Familial hypocalciuric hypercalcaemia (FHH) is a generally asymptomatic form of mild to moderate, parathyroid hormone (PTH)-dependent hypercalcaemia, which was initially confused with the more common hypercalcaemic disorder, primary hyperparathyroidism (PHPT) (1–3). Subsequent studies showed that FHH differs from PHPT in several important respects, although distinguishing between these two conditions can still be difficult on a clinical basis alone (4). Urinary calcium excretion is lower in the former than in the latter, and in FHH, unlike PHPT, hypercalcaemia recurs rapidly following surgical treatment with anything less than total parathyroidectomy. Indeed, given FHH’s generally benign natural history, surgery is usually ill advised (3).

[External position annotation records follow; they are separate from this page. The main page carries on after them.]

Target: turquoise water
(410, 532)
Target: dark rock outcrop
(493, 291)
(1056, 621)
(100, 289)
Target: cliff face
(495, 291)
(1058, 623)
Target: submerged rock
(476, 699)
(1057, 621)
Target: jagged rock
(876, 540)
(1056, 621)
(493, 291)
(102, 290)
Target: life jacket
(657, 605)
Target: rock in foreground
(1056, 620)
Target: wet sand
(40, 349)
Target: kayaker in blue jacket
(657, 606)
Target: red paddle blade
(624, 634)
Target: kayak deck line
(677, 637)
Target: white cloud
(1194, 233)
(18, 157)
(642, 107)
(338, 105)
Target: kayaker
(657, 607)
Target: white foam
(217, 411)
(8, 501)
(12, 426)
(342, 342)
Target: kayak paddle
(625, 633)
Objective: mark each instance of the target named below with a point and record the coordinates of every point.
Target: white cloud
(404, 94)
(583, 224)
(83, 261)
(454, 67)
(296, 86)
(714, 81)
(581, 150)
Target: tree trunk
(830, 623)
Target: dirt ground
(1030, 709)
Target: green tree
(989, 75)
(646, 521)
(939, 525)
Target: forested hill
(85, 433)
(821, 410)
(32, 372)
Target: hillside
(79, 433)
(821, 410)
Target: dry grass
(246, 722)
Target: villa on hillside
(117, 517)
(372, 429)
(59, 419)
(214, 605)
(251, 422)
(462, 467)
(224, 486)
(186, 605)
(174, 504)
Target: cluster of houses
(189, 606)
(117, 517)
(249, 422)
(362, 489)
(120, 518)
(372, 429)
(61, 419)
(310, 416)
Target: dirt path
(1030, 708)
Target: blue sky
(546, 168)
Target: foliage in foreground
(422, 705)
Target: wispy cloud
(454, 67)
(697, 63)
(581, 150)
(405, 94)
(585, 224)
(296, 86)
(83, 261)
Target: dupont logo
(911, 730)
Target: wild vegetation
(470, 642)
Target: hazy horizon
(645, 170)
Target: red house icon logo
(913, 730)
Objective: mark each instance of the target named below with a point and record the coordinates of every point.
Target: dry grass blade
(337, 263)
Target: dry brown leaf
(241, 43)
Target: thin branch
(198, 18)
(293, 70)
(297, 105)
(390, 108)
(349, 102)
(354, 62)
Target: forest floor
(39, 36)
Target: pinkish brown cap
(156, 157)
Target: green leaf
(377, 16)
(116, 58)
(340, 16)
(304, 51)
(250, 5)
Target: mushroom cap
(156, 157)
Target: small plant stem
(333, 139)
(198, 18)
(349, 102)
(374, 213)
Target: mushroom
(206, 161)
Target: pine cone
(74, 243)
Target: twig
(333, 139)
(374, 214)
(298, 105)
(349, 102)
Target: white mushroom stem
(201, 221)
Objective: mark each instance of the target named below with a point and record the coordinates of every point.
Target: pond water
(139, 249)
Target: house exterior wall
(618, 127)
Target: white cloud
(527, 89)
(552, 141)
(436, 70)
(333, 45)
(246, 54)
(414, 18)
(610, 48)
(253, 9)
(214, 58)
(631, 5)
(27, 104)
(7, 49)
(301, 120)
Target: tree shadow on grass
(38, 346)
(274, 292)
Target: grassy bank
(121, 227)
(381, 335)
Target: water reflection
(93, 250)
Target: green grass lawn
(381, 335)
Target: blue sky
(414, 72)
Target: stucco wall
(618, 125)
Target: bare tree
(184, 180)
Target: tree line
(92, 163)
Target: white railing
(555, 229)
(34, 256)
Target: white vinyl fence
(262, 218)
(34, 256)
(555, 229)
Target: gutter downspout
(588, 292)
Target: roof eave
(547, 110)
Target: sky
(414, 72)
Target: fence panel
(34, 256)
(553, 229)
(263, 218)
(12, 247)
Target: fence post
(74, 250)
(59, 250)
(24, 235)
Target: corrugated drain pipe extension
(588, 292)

The phenotype of FHH implicated some abnormality in the sensing and/or handling of calcium by parathyroid and kidney (3, 5). For more than two decades after its initial description, however, the genetic defect in FHH was unknown. In 1992, the major genetic locus for this condition was identified on the long arm of chromosome 3 (6). The following year saw the cloning of a G protein-coupled extracellular calcium (Ca2+
o)-sensing receptor (CaSR) mediating direct regulation of PTH secretion by Ca2+
o (7). The CaSR’s function and its location of its gene on the same region chromosome 3 in humans made it an obvious candidate gene for FHH. Shortly thereafter, heterozygous inactivating mutations in the CaSR were identified in several FHH families (8). Moreover, patients with a related condition, neonatal severe hyperparathyroidism (NSHPT), also turned out to harbour inactivating CaSR mutations in the homozygous, compound heterozygous, and in a milder disorder, neonatal hyperparathyroidism (NHPT), in the heterozygous state (8). This chapter reviews the clinical and biochemical features of FHH, its genetics, pathophysiology, and pathogenesis, and its relationship to NSHPT.